В приёмной палате, обитой синим сукном и с узорными, в синь-золото ударяющими полавочниками, скучал князь Борис Тулупов. Он сразу стал капризно жаловаться Колычеву на неприятности: Богдашка Вельский нашёптывает государю несуразное, постельничий Дмитрий Иваныч Годунов ущемляет князя в житейских мелочах и даже в отпуске припасов его матери, мать угнетает ненужными советами, подзуживая на ссоры с Бельским, словно не понимая, что торопливость в делах любви и ревности губительна... А у сестры Настасьи с Григорием Колтовским супружеская свара, из-за чего царица по-бабьи злится на Бориса. Он чем виноват, коли Колтовский груб и вечно пьян? Ещё противно, что за Тулуповым присматривает некий истопник, белёвский сын боярский. Вон и сейчас поскрипывает половицами в соседней горнице. Слух у него кошачий...

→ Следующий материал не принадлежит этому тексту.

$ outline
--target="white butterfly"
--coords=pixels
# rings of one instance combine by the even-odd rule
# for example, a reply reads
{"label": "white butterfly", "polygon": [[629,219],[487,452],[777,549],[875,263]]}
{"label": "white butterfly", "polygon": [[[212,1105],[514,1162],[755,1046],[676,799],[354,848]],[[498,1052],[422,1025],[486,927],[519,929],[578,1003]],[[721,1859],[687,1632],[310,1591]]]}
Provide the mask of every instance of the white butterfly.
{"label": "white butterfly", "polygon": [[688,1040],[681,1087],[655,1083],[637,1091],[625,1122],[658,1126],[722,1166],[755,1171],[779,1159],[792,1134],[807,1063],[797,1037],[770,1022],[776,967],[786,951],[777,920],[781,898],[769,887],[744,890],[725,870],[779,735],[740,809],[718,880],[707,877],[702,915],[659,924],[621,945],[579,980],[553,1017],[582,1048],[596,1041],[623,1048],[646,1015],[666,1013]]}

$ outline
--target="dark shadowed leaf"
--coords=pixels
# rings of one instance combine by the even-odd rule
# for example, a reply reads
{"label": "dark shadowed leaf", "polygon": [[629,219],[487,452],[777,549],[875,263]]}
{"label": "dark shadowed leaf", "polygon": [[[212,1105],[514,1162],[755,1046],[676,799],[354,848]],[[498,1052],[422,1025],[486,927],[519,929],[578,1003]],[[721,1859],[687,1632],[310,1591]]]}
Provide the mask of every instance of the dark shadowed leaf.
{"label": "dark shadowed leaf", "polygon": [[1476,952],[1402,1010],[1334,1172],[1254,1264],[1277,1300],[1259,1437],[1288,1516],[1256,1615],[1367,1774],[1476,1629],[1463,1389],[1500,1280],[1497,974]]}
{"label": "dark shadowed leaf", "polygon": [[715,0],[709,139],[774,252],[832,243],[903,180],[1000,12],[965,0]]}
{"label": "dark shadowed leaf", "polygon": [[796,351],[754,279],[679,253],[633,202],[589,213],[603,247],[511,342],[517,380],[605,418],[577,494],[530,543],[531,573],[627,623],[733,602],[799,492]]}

Василий Иванович знал: в борьбе с Малютой князь Тулупов — первый его союзник. Одна беда, что не умён. Умна и деятельна мать, княгиня Анна. Эта готова извлечь все выгоды из не совсем понятных отношений государя с её сынком.
Скрипели половицы. Истопник, белёвский сын боярский, честно отрабатывал скуратовское жалованье.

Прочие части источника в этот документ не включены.